La condition, c'est que chacun d’entre nous adopte une autre façon de penser. Bien que nous ne puissions pas éviter tous les risques chimiques environnementaux dans notre vie, nous pouvons chacun commencer par de petits pas vers une meilleure gestion de notre environnement. Voici quelques pistes à considérer :

  • Soyez un consommateur averti. Lisez abondamment et choisissez des aliments et des produits qui réduisent l'impact humain sur l'environnement, soutenant ainsi les agriculteurs et producteurs responsables, tout en préservant votre santé et celle de votre famille.
  • Renseignez-vous sur vos produits d’hygiène corporelle et de nettoyage, vos contenants en plastique et vos jouets. Comme vous ne pouvez pas toujours savoir d’où vient votre nourriture, optez pour une grande variété afin de réduire le risque d'absorption élevée de toxines provenant d'une source particulière, et évitez autant que possible les produits nocifs.
  • Privilégiez les tissus et matériaux naturels pour les vêtements, la préparation et la conservation des aliments, l'ameublement et les revêtements de sol, et évitez — ou envisagez de remplacer, selon votre budget, par des options plus sûres — ceux qui ont été traités chimiquement pour résister aux taches, aux adhérences, aux faux plis, à l'eau, aux flammes ou aux moisissures.
  • Dépoussiérez régulièrement à l'aide de serpillières ou de chiffons humides, et ouvrez les fenêtres lorsque cela est possible. La ventilation aide à éliminer les toxines présentes dans l'air.
  • Parlez de ce sujet autour de vous ; sensibiliser notre entourage et nous informer nous-mêmes est une étape essentielle pour changer nos habitudes et nos comportements.

Éviter les produits chimiques toxiques peut sembler une tâche futile. Il serait impossible — et très coûteux — d'éliminer tous les risques sanitaires de notre vie, mais chacun d'entre nous peut agir. C’est un vrai défi que de choisir des options qui sont moins pratiques aujourd’hui mais qui, demain, se révèleront plus sûres et bien meilleures. À mesure que les lois et les tendances évoluent, nous pouvons rester informés en consultant les sites web des agences de protection des consommateurs.

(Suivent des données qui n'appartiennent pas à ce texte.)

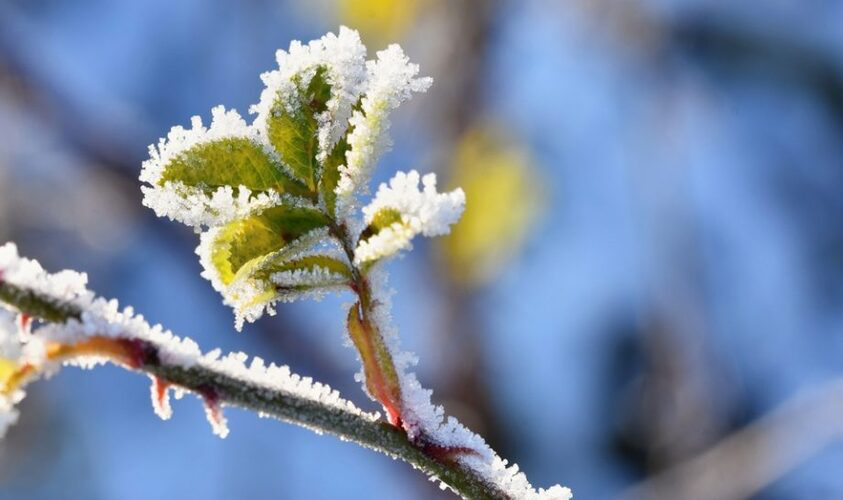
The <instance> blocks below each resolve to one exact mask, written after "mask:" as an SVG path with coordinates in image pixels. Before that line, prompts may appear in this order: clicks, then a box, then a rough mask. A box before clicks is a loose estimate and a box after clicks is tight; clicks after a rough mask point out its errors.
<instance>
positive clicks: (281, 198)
mask: <svg viewBox="0 0 843 500" xmlns="http://www.w3.org/2000/svg"><path fill="white" fill-rule="evenodd" d="M211 116H212V119H211V126H210V127H205V126H204V125H203V124H202V118H201V117H199V116H194V117H193V118H191V120H190V121H191V128H189V129H185V128H184V127H181V126H176V127H173V128H172V129H170V133H169V134H167V138H166V139H161V140H160V141H159V142H158V146H157V147H156V146H155V145H150V146H149V159H148V160H146V161H144V162H143V164H142V166H141V174H140V180H141V181H142V182H145V183H147V184H149V186H142V187H141V191H143V194H144V198H143V204H144V206H147V207H149V208H151V209H153V210H154V211H155V214H156V215H157V216H159V217H167V218H169V219H171V220H175V221H179V222H181V223H183V224H186V225H188V226H193V227H195V228H197V229H198V228H200V227H202V226H206V227H211V226H217V225H221V224H225V223H226V222H229V221H231V220H234V219H238V218H241V217H245V216H247V215H250V214H252V213H255V212H257V211H259V210H263V209H265V208H269V207H273V206H276V205H279V204H280V203H281V201H282V196H281V194H279V193H277V192H275V191H273V190H268V191H266V192H262V193H252V191H251V190H249V189H248V188H247V187H245V186H239V187H237V189H236V190H235V189H234V187H232V186H220V187H217V188H216V189H215V190H214V191H213V192H212V193H211V194H210V195H209V194H207V193H206V192H205V191H204V190H203V189H201V188H199V187H196V186H186V185H184V184H183V183H181V182H175V181H168V182H166V183H164V185H163V186H160V185H159V182H160V180H161V177H162V176H163V175H164V170H165V168H166V166H167V165H168V164H169V163H170V162H171V161H173V160H174V159H176V158H178V156H179V155H181V154H183V153H185V152H186V151H188V150H189V149H190V148H193V147H195V146H198V145H201V144H207V143H210V142H213V141H218V140H221V139H231V138H242V139H247V140H249V141H251V142H253V143H254V144H255V145H257V146H259V147H260V148H261V149H263V150H264V151H266V152H267V155H269V156H270V157H271V156H272V155H273V153H272V152H271V150H270V149H269V148H268V147H267V146H266V144H265V143H264V142H263V140H262V138H261V136H260V134H258V133H257V131H256V129H255V128H254V127H251V126H249V125H247V124H246V122H245V121H244V120H243V118H241V117H240V115H239V114H238V113H237V111H235V110H228V111H226V110H225V108H224V107H223V106H217V107H215V108H213V109H212V110H211Z"/></svg>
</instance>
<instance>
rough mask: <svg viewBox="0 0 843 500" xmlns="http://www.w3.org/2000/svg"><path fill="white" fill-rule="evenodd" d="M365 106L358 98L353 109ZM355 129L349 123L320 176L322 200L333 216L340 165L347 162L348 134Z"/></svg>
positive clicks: (328, 209) (327, 161)
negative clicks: (323, 201) (343, 133)
mask: <svg viewBox="0 0 843 500" xmlns="http://www.w3.org/2000/svg"><path fill="white" fill-rule="evenodd" d="M362 108H363V100H362V99H358V100H357V103H356V104H355V105H354V107H352V112H353V111H359V110H361V109H362ZM353 130H354V126H353V125H349V126H348V129H347V130H346V131H345V134H343V136H342V138H340V140H339V141H338V142H337V144H336V145H335V146H334V149H333V150H331V154H329V155H328V157H327V158H326V159H325V162H324V165H323V166H322V175H321V176H320V178H319V192H320V193H321V195H322V200H324V202H325V208H326V209H327V210H328V214H330V215H331V216H332V217H333V216H335V215H336V206H337V193H336V189H337V184H339V181H340V167H341V166H342V165H345V163H346V153H348V151H350V150H351V146H349V145H348V136H349V135H350V134H351V132H352V131H353Z"/></svg>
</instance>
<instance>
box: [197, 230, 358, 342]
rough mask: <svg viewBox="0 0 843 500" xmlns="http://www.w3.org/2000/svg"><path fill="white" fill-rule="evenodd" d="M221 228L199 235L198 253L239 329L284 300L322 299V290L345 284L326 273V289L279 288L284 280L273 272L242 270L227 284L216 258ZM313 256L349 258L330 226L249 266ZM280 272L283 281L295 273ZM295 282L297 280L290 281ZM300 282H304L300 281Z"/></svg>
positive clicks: (300, 236) (270, 254)
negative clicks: (343, 249) (272, 272)
mask: <svg viewBox="0 0 843 500" xmlns="http://www.w3.org/2000/svg"><path fill="white" fill-rule="evenodd" d="M220 231H222V229H220V228H211V229H210V230H208V231H206V232H204V233H202V235H201V236H200V238H199V246H197V247H196V254H197V255H198V256H199V262H200V263H201V264H202V277H203V278H205V279H207V280H208V281H210V282H211V285H212V286H213V287H214V289H215V290H216V291H218V292H220V294H221V295H222V297H223V303H224V304H225V305H227V306H230V307H231V308H232V309H234V317H235V321H234V326H235V328H236V329H237V331H240V330H242V328H243V325H244V323H245V322H249V323H253V322H255V321H257V320H258V319H259V318H261V317H262V316H263V314H264V313H268V314H269V315H274V314H275V304H276V303H277V302H279V301H281V302H292V301H294V300H297V299H300V298H305V297H308V296H311V297H314V298H320V297H321V295H320V292H322V293H324V292H326V291H331V290H334V289H338V288H339V287H341V286H342V285H343V284H344V282H345V280H336V279H334V278H335V277H334V276H331V279H330V280H327V281H326V280H325V279H324V278H326V276H320V277H319V280H321V281H325V283H324V286H325V288H324V289H323V290H321V291H320V290H315V289H312V290H311V289H301V290H296V289H286V290H283V289H278V287H277V286H276V285H280V284H283V283H278V282H275V281H274V280H273V278H272V275H270V276H269V277H268V278H269V279H268V280H266V281H261V280H259V279H256V278H255V277H254V276H253V275H252V274H249V273H238V275H237V276H236V278H235V280H234V281H233V282H231V283H228V284H226V283H224V282H223V280H222V277H221V276H220V274H219V271H218V269H217V267H216V265H215V264H214V261H213V251H214V241H215V240H216V239H217V236H218V234H219V232H220ZM310 256H326V257H331V258H334V259H338V260H340V261H345V262H347V261H346V258H345V256H344V254H342V253H341V252H340V251H339V249H338V248H337V244H336V242H335V241H334V240H331V239H330V238H329V237H328V229H327V228H318V229H314V230H312V231H309V232H308V233H305V234H304V235H302V236H300V237H299V238H297V239H296V240H294V241H292V242H290V243H288V244H287V245H286V246H284V248H282V249H281V250H278V251H277V252H274V253H271V254H269V255H266V256H264V257H262V258H260V260H261V262H259V263H255V262H252V263H249V264H247V265H249V266H251V267H252V270H253V271H257V270H259V269H261V267H262V266H263V265H269V264H271V263H274V264H282V263H284V262H289V261H292V260H296V259H301V258H304V257H310ZM274 274H278V275H279V280H281V281H284V280H285V279H287V278H289V279H287V281H289V280H290V279H292V278H293V277H294V276H292V275H291V276H289V277H288V276H287V275H286V274H284V273H274ZM295 277H296V278H298V279H303V278H305V277H306V276H304V275H301V276H298V275H297V276H295ZM319 280H314V281H312V282H311V283H310V284H311V285H316V284H318V283H319V282H320V281H319ZM288 284H290V285H292V284H293V283H292V282H290V283H288ZM298 284H299V285H301V284H303V283H298Z"/></svg>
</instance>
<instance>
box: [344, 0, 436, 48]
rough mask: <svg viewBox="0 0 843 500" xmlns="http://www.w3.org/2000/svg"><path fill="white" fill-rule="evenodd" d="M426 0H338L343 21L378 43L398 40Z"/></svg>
mask: <svg viewBox="0 0 843 500" xmlns="http://www.w3.org/2000/svg"><path fill="white" fill-rule="evenodd" d="M422 3H424V0H337V12H338V13H339V16H340V19H341V20H342V22H343V23H345V24H347V25H348V26H353V27H354V29H357V30H359V31H360V32H361V33H362V34H363V36H364V37H365V38H368V39H370V40H372V41H374V42H376V43H382V42H386V41H389V40H398V39H400V38H402V36H403V35H404V33H406V32H407V29H408V28H409V27H410V25H412V24H413V22H414V21H415V20H416V17H417V15H418V12H419V9H420V7H421V5H422Z"/></svg>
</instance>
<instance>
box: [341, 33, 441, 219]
mask: <svg viewBox="0 0 843 500" xmlns="http://www.w3.org/2000/svg"><path fill="white" fill-rule="evenodd" d="M366 69H367V79H366V83H365V94H364V96H363V99H362V101H361V109H359V110H355V111H354V112H353V113H352V115H351V119H350V125H351V127H353V129H352V130H351V132H350V133H349V134H348V145H349V147H350V149H349V151H348V153H347V154H346V164H345V165H343V166H341V167H340V180H339V183H338V185H337V188H336V193H337V207H338V211H339V213H340V214H341V215H342V216H343V217H348V216H350V215H351V211H352V210H353V208H354V206H355V203H356V202H355V196H356V195H357V194H358V193H361V192H365V190H366V186H367V184H368V182H369V178H370V177H371V173H372V168H373V165H374V164H375V162H376V161H377V160H378V158H379V157H380V155H381V154H383V152H384V151H386V150H387V149H389V147H390V146H391V143H390V139H389V133H388V132H389V113H390V112H392V111H393V110H394V109H395V108H397V107H398V106H399V105H400V104H401V103H402V102H404V101H406V100H407V99H409V98H410V96H411V95H412V93H413V92H425V91H427V89H428V88H430V85H431V84H432V83H433V79H432V78H429V77H425V78H417V76H416V75H418V72H419V66H418V65H417V64H411V63H410V60H409V58H407V56H406V55H404V51H403V50H401V47H399V46H398V45H394V44H393V45H390V46H389V47H387V48H386V49H385V50H382V51H380V52H378V54H377V60H374V61H367V62H366Z"/></svg>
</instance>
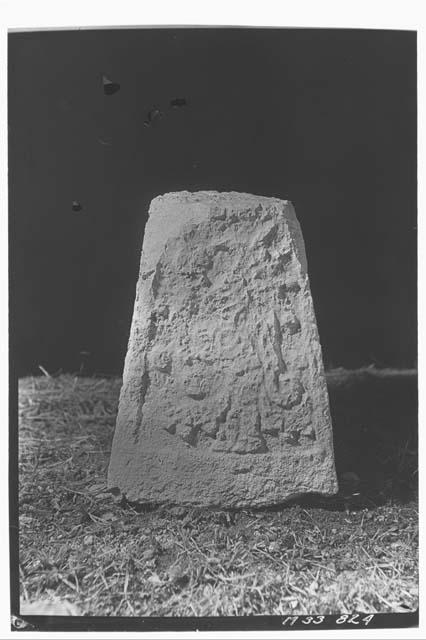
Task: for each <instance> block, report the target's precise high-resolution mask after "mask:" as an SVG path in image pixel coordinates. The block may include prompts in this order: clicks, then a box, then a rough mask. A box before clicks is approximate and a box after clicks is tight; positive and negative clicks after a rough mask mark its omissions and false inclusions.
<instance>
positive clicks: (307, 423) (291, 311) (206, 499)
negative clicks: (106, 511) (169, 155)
mask: <svg viewBox="0 0 426 640" xmlns="http://www.w3.org/2000/svg"><path fill="white" fill-rule="evenodd" d="M108 482H109V486H110V488H112V489H114V488H115V489H118V490H120V491H121V492H122V493H123V494H124V495H125V496H126V498H127V499H128V500H130V501H134V502H142V503H171V504H172V503H173V504H185V505H198V506H212V507H213V506H214V507H232V508H235V507H255V506H260V505H270V504H276V503H280V502H284V501H285V500H288V499H290V498H292V497H294V496H297V495H300V494H304V493H311V492H315V493H321V494H325V495H331V494H334V493H335V492H336V491H337V480H336V473H335V468H334V457H333V443H332V427H331V420H330V413H329V405H328V395H327V388H326V384H325V377H324V371H323V365H322V357H321V347H320V343H319V338H318V332H317V327H316V322H315V315H314V310H313V305H312V298H311V293H310V289H309V280H308V275H307V268H306V257H305V249H304V244H303V238H302V235H301V231H300V227H299V224H298V222H297V219H296V216H295V213H294V209H293V206H292V205H291V203H289V202H287V201H281V200H278V199H275V198H264V197H259V196H252V195H248V194H239V193H216V192H199V193H194V194H191V193H188V192H181V193H171V194H167V195H165V196H160V197H158V198H155V200H153V201H152V203H151V207H150V217H149V220H148V222H147V225H146V229H145V237H144V243H143V251H142V259H141V270H140V275H139V281H138V285H137V293H136V302H135V309H134V314H133V322H132V329H131V335H130V340H129V348H128V353H127V357H126V363H125V369H124V377H123V388H122V391H121V396H120V405H119V413H118V418H117V427H116V432H115V437H114V442H113V449H112V455H111V462H110V467H109V474H108Z"/></svg>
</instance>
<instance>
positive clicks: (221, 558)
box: [19, 368, 418, 616]
mask: <svg viewBox="0 0 426 640" xmlns="http://www.w3.org/2000/svg"><path fill="white" fill-rule="evenodd" d="M327 382H328V388H329V394H330V403H331V410H332V417H333V426H334V437H335V455H336V467H337V471H338V475H339V480H340V486H341V491H340V493H339V494H338V495H337V496H336V497H335V498H331V499H321V498H320V497H317V496H312V497H309V498H306V499H304V500H302V501H299V502H298V503H297V504H296V503H293V504H287V505H277V506H276V507H274V508H273V509H262V510H242V511H210V510H201V509H189V508H183V507H179V506H175V507H167V508H166V507H161V506H155V505H153V506H151V507H145V508H144V509H141V508H138V507H137V506H136V505H129V504H125V503H122V502H114V499H113V497H112V496H111V495H110V494H109V493H108V492H107V491H106V486H105V482H106V470H107V466H108V461H109V455H110V449H111V441H112V436H113V430H114V424H115V418H116V413H117V405H118V394H119V391H120V386H121V380H120V379H118V378H99V377H95V376H92V377H81V376H72V375H59V376H54V377H52V376H47V375H45V376H40V377H31V378H25V379H22V380H20V382H19V516H20V523H19V575H20V593H21V614H25V612H27V613H28V614H29V613H32V614H35V613H37V607H38V611H40V612H41V611H42V610H41V606H42V604H43V602H46V601H51V602H53V603H56V605H55V604H54V605H50V606H58V607H59V606H66V607H68V609H67V611H68V612H69V613H74V614H77V615H87V616H216V615H220V616H234V615H235V616H244V615H256V614H263V615H266V614H271V615H287V614H292V615H297V614H311V615H313V614H317V615H321V614H322V615H323V614H328V613H330V614H342V613H352V612H365V613H376V612H401V613H402V612H408V611H414V610H416V609H417V607H418V573H417V572H418V510H417V439H416V438H417V399H416V392H417V379H416V376H415V372H411V371H408V372H398V371H391V370H386V371H377V370H375V369H372V368H366V369H363V370H358V371H356V372H348V371H345V370H343V369H335V370H333V371H331V372H328V374H327ZM33 603H36V604H35V605H34V604H33ZM34 606H35V608H36V611H35V610H34Z"/></svg>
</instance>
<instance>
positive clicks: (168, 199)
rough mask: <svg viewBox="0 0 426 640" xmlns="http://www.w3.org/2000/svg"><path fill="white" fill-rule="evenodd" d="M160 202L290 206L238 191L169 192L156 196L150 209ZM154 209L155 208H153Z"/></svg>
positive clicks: (202, 191)
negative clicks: (251, 204) (216, 202)
mask: <svg viewBox="0 0 426 640" xmlns="http://www.w3.org/2000/svg"><path fill="white" fill-rule="evenodd" d="M162 200H169V201H170V200H173V201H175V202H179V203H186V202H188V203H196V202H200V203H210V204H211V203H212V202H217V203H218V204H221V205H222V204H223V205H225V204H228V203H232V204H237V203H238V204H247V205H249V204H251V203H256V204H259V203H262V202H264V203H265V204H273V203H276V204H278V203H279V204H284V205H286V204H291V203H290V201H289V200H282V199H281V198H274V197H271V196H261V195H256V194H252V193H245V192H239V191H171V192H170V193H164V194H162V195H159V196H157V197H156V198H154V199H153V200H152V201H151V207H152V205H153V204H154V203H157V202H160V201H162ZM153 209H155V207H153Z"/></svg>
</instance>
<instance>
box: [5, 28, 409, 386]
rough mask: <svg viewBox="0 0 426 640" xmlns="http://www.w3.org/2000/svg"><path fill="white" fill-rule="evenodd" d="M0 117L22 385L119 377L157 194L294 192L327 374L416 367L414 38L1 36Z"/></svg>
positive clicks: (124, 352)
mask: <svg viewBox="0 0 426 640" xmlns="http://www.w3.org/2000/svg"><path fill="white" fill-rule="evenodd" d="M102 73H105V74H106V75H107V76H108V77H109V78H111V79H112V80H113V81H116V82H119V83H120V85H121V89H120V91H119V92H118V93H116V94H114V95H110V96H106V95H104V92H103V89H102V82H101V74H102ZM175 97H185V98H186V99H187V101H188V105H187V106H186V107H184V108H182V109H177V110H172V109H169V108H168V104H169V101H170V100H171V99H173V98H175ZM153 106H159V107H160V108H161V109H162V110H163V112H164V117H163V118H162V119H160V120H159V121H158V122H157V123H156V124H155V126H152V127H149V128H147V127H144V126H143V121H144V120H145V119H146V116H147V112H148V111H149V110H150V109H151V108H152V107H153ZM8 112H9V207H10V226H9V229H10V294H11V298H10V312H11V321H10V331H11V356H12V359H13V361H14V364H15V367H16V371H17V373H18V375H24V374H27V373H31V372H34V373H35V372H37V373H39V370H38V365H39V364H40V365H42V366H43V367H45V368H46V369H47V370H49V371H51V372H52V371H55V370H58V369H63V370H64V371H76V370H78V369H79V367H80V365H81V361H82V357H81V356H80V352H81V351H82V350H84V351H89V352H90V353H91V356H90V357H89V358H88V359H87V364H86V367H87V369H86V370H87V371H99V372H107V373H114V372H116V373H121V371H122V366H123V361H124V356H125V352H126V347H127V339H128V334H129V329H130V322H131V315H132V308H133V302H134V294H135V285H136V279H137V274H138V266H139V256H140V249H141V245H142V238H143V230H144V225H145V221H146V217H147V210H148V206H149V202H150V200H151V199H152V198H153V197H155V196H156V195H158V194H161V193H165V192H168V191H177V190H184V189H185V190H190V191H194V190H199V189H216V190H219V191H227V190H235V191H246V192H250V193H255V194H261V195H267V196H276V197H280V198H288V199H290V200H292V201H293V203H294V204H295V207H296V212H297V215H298V218H299V221H300V223H301V226H302V230H303V233H304V238H305V244H306V251H307V257H308V264H309V273H310V280H311V287H312V293H313V297H314V305H315V310H316V315H317V320H318V325H319V331H320V336H321V342H322V345H323V352H324V360H325V364H326V366H328V367H331V366H346V367H357V366H360V365H364V364H371V363H374V364H376V365H377V366H379V367H383V366H397V367H412V366H415V365H416V349H417V341H416V330H417V318H416V233H417V232H416V225H417V210H416V208H417V202H416V190H417V181H416V134H417V132H416V33H415V32H403V31H364V30H320V29H314V30H305V29H233V28H232V29H231V28H229V29H223V28H217V29H215V28H208V29H130V30H126V29H119V30H99V31H96V30H93V31H90V30H85V31H59V32H32V33H28V32H27V33H11V34H9V104H8ZM99 139H101V140H102V141H103V142H104V143H105V142H106V143H107V144H102V143H100V142H99ZM73 200H78V201H79V202H81V204H82V207H83V208H82V210H81V211H80V212H74V211H73V210H72V201H73Z"/></svg>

L'une des choses les plus importantes que nous puissions faire est d'enseigner à nos enfants ce que sont les toxines. Apprenons-leur à réfléchir, à faire leurs propres recherches et à apprendre par eux-mêmes, c’est une compétence essentielle dans la vie. L'avenir appartient à la prochaine génération. En travaillant à assainir notre environnement aujourd'hui, et en leur transmettant ces outils de survie, nous contribuerons grandement à bâtir un demain plus sain et plus vert.